I recently finished applying to several Ph.D. programs in Computer Science, and as part of the application process I had to select one or two subfields of CS that I was interested in. For many of them I selected specialties like Artificial Intelligence and Machine Learning, and I've already started receiving emails from professors in those fields who would be interested in advising me.

My statements of purpose mentioned that I was "particularly interested" in AI and Machine Learning, and whenever possible I checked those boxes on the application forms. However, I'm also interested in other specialties (e.g. Theory), and although my statements of purpose do mention that I have varied interests in CS, I never specifically selected Theory as one of my desired specialties.

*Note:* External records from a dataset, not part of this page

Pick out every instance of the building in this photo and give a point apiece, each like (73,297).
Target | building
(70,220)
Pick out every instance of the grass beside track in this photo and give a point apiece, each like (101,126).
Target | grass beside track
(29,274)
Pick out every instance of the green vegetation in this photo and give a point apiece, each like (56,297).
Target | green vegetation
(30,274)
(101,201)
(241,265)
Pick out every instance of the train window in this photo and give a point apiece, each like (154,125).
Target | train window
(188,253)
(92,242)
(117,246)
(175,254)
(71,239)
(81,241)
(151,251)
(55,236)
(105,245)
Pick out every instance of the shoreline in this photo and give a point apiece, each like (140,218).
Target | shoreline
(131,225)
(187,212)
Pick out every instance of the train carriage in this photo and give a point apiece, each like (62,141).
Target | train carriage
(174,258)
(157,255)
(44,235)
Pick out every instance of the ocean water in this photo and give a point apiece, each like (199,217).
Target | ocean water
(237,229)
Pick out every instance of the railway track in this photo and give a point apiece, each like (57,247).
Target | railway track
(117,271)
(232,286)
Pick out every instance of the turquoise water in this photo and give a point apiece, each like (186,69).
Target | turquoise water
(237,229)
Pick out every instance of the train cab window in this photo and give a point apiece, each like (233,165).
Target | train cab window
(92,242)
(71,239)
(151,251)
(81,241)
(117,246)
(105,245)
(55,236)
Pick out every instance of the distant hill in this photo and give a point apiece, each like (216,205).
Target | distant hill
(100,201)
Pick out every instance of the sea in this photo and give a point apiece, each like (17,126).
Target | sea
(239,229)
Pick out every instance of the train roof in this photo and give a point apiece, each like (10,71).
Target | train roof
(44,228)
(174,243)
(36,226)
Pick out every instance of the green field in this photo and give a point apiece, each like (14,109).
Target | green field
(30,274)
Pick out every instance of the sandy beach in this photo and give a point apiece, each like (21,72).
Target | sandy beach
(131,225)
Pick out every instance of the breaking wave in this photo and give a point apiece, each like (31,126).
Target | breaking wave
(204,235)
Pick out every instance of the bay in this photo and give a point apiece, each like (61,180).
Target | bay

Have I painted myself into a corner here? If I'm accepted to a Ph.D. program in Computer Science and I selected specialty X on my application, can I still conduct research in specialty Y?

  • 1
    It depends on the program. There are some programs that tell you who your advisor is when you're admitted to the program (and then it might be challenging to do research in a different specialty). Other programs give you more freedom in choosing your advisor and research area. Jan 21, 2015 at 22:40
  • @BenBitdiddle Comments section is not a place to post answers. If you are answering this question, please develop your answer and post it as an answer.
    – enthu
    Feb 20, 2015 at 8:29

1 Answer 1


"Can I still conduct research" has some different interpretations which bear on your question. The short answer, at least in my experience, is no, you have not painted yourself into a corner. But let me elaborate:

  • There can be significant overlap between AI/ML research and Theory, so you may end up finding a thesis project which combines aspects of both to your satisfaction.
  • It's not at all uncommon for students to bounce around a little bit after they enter a program, and to have side projects in tangential areas. Even if you do your primary research in machine learning, you could participate and publish in other collaborations. I did this for a couple of different projects just to chase my own interests.
  • As @ben-bitdiddle alluded to in his comment, many programs (even most in my experience) are not so strict in locking down new Ph.D. students to a particular area/advisor. It can obviously present a problem if you're not aligned with one after your first couple of years, but at the beginning I think this can be very beneficial.
  • One important caveat is that if you're being funded by a faculty member on a research assistantship, you'll be expected to be doing research in that person's area and it likely won't be looked on kindly if you're spending a lot of time on other projects. This is something to discuss with the faculty in question, though, before you accept the RA if you have questions.

Many people end up doing something different for their dissertation than they indicated on their graduate application, so I wouldn't sweat this point too much if I were you.

Lastly, you mention that you've applied to several programs. I'd ask some questions surrounding this issue and consider those answers as I made my decision about which offer of admission to accept.